AZIMUTH — hosted testbed

Pressure-test a big decision before you commit to it. You describe the call you're about to make; AZIMUTH argues against your plan, names the assumption everything rests on, and returns a clear verdict — proceed, reject, or something in between — with the reasoning.

This repo is the hosted testbed: a browser version you can try with no install. It runs the real AZIMUTH skill for Claude Code, 1:1 — see How it works below.

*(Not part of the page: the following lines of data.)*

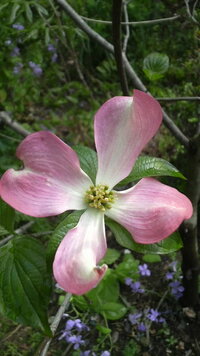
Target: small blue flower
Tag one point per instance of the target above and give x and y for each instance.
(136, 287)
(69, 324)
(17, 68)
(169, 275)
(176, 289)
(54, 57)
(76, 340)
(142, 327)
(105, 353)
(153, 315)
(128, 281)
(85, 353)
(51, 47)
(173, 266)
(8, 42)
(144, 270)
(15, 52)
(134, 318)
(17, 26)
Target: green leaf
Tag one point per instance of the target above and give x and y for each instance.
(88, 161)
(113, 311)
(111, 256)
(80, 302)
(3, 231)
(124, 238)
(106, 291)
(3, 96)
(103, 330)
(41, 10)
(151, 258)
(24, 283)
(128, 268)
(3, 6)
(47, 36)
(61, 230)
(155, 65)
(146, 166)
(7, 216)
(29, 13)
(13, 14)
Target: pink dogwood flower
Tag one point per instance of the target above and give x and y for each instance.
(52, 182)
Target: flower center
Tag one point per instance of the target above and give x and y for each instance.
(99, 197)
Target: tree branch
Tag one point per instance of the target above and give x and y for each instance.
(191, 15)
(4, 117)
(126, 38)
(55, 324)
(116, 16)
(135, 23)
(130, 71)
(181, 98)
(19, 231)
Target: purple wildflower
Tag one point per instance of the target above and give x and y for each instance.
(176, 289)
(17, 26)
(8, 42)
(153, 315)
(161, 320)
(69, 324)
(51, 48)
(143, 270)
(169, 275)
(105, 353)
(17, 68)
(32, 64)
(54, 57)
(142, 327)
(15, 52)
(128, 281)
(133, 318)
(173, 266)
(136, 287)
(65, 335)
(76, 340)
(79, 325)
(37, 71)
(85, 353)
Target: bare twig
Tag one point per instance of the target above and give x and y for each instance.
(191, 15)
(126, 38)
(181, 98)
(19, 231)
(4, 117)
(116, 15)
(157, 308)
(135, 23)
(56, 322)
(130, 71)
(13, 332)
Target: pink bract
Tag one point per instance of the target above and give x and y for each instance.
(52, 182)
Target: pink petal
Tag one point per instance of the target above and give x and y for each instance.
(123, 126)
(75, 264)
(150, 210)
(52, 180)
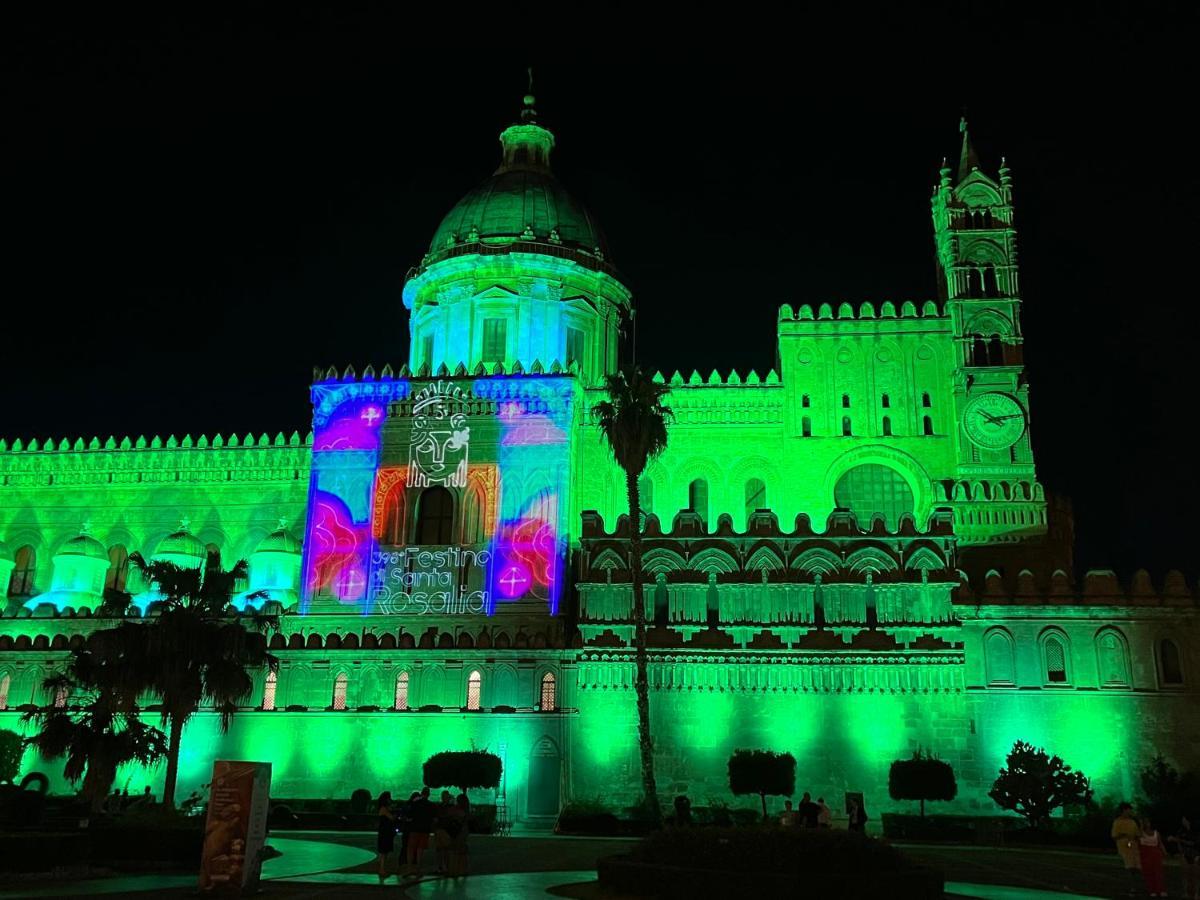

Try it → azimuth-testbed.netlify.app

What makes it different

It commits to a verdict. Most tools hand you a list of risks and leave the call to you. AZIMUTH leads with a recommendation and defends it.
It argues against your plan. It's built to find what would have to be true for the plan to work, and to say plainly when those things aren't true. It won't soften the answer to keep you comfortable.
It can't be spun into "yes." See the Boeing example below: the same decision described three ways — fully, stripped to bare facts, and pitched optimistically — and the verdict holds REJECT every time. Only the confidence moves.
Confidence reflects evidence, not framing. Thin evidence lowers the confidence rating; an optimistic pitch doesn't raise it.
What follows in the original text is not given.